The strategy is to classify different cases of PFS in order to hopefully find patterns that would help people figure out what to take and what to not take. If you have been at this for a while I’m sure you have learned that the only thing PFS cases have in common across the bored is the actual symptoms. But the mechanisms probable differ greatly which is probably why some get better and some get worse in response to the same treatments. There is a PFS guy who took mifepristone already in a PFS state and all his fell out and he got way worse. So evidenced by our trials there are probable different mechanisms behind different cases.

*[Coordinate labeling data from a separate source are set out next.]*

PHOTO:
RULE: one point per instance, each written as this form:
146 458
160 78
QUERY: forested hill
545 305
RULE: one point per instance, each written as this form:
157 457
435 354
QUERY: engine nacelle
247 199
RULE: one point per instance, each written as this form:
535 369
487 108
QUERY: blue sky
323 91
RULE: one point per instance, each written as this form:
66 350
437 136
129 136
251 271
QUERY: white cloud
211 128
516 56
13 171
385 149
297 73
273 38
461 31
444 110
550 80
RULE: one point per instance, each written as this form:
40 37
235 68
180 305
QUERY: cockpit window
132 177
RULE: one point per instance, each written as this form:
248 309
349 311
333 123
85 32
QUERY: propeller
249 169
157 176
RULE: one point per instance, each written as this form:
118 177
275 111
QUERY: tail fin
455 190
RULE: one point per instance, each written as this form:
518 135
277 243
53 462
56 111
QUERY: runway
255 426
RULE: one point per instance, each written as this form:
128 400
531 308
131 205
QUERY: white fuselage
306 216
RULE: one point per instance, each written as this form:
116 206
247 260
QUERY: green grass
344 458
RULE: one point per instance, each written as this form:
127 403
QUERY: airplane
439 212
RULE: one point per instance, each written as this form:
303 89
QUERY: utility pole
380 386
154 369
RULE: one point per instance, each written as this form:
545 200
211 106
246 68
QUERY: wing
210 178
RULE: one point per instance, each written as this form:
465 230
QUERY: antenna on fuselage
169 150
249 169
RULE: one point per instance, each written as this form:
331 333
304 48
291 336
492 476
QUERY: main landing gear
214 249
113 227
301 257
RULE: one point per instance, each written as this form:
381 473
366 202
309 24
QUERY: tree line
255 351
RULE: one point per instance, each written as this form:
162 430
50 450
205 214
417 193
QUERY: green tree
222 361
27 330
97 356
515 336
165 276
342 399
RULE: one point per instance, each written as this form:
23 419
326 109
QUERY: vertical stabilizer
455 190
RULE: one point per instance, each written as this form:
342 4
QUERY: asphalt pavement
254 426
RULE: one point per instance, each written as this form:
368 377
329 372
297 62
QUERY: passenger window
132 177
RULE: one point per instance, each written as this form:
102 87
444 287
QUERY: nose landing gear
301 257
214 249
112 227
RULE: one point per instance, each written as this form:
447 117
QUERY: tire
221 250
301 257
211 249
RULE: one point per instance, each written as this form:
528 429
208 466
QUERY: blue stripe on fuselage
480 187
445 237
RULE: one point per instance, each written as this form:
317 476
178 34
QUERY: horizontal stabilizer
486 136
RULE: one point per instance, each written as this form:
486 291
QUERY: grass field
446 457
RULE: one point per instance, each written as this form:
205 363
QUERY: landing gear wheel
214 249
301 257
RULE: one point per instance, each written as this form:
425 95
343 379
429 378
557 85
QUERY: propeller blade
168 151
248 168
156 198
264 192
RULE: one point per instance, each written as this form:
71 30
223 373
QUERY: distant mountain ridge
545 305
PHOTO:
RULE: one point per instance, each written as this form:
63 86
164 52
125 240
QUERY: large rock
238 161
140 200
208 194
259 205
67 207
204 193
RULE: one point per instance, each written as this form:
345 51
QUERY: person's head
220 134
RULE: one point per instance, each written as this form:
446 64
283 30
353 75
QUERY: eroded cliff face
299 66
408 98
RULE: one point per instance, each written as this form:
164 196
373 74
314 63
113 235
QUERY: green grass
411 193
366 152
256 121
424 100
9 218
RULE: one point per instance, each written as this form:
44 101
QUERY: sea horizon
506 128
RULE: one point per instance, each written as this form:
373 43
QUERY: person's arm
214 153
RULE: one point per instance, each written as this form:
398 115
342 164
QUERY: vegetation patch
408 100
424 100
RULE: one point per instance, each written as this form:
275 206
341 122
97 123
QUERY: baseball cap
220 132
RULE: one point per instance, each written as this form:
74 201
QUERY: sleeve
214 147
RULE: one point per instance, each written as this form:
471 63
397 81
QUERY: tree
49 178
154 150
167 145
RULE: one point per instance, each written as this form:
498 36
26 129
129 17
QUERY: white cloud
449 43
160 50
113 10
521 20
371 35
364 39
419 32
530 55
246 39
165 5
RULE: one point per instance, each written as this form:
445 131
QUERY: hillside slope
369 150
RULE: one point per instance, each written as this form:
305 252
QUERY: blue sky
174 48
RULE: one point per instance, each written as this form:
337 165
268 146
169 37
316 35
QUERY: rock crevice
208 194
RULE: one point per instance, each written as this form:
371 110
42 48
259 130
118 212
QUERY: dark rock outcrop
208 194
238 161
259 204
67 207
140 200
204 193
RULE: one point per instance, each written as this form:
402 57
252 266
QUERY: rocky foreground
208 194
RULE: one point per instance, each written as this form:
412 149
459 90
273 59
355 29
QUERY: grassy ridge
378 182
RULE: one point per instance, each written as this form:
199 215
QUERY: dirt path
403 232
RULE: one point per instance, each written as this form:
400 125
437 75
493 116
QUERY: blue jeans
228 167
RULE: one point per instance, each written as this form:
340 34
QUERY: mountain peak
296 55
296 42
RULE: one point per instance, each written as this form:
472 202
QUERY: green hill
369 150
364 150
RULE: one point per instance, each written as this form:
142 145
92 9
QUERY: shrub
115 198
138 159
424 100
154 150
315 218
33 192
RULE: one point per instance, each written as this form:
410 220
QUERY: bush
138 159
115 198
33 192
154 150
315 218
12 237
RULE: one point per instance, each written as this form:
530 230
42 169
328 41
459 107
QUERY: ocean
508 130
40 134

You are correct. Taking mifepristone in a PFS state can be dangerous. I was almost cured by it and had a very similar experience to Ronnie99. I also know a guy who was made much worse from it and all his hair fell out. So both sides of the arguments here are correct.
The bottom line is that we as a community need soldiers to do trials and have labs done so that we can try to figure out why one PFS guy can get improvements from something like mifepristone and why one guy can get made worse from it
I have high plasma DHT readings. Blood DHT testing is likely showing the amount of over all DHT levels in your blood. This probable means my endocrine system is converting larger then normal amounts of T-DHT via 5AR in my own PFS case. However, my saliva DHT which is probable showing the amount of free DHT not being bound and that’s available to bind to androgen receptors is low. This could mean that my endocrine system is binding the DHT for a reason. The point is that there is a lot to this and we are all different.
Now let’s say if there is a hypothetical pattern where my own labs match up with someone else’s labs. We would want to know if there is a correlation with a particular pattern and seeing initial benefits from taking something like mifepristone. This is just one example as to why being opened minded, not trying to explain PFS with blanket explanations and establishing patterns is important
Can you please ask this guy to post his experience on the snap back from RU here as well
There are also studies that show RU blocking androgen receptors to different degrees at different dosages. In woman it’s aborting the fetus by blocking progesterone receptors specifically which is probable why most associate the drug with the progesterone receptors.
I’m aware of one guy who took Mifepristone and had labs done while on it. His progesterone production shot up through the roof.
What labs have you had done ?
Do you know if you are high, low or normal androgens?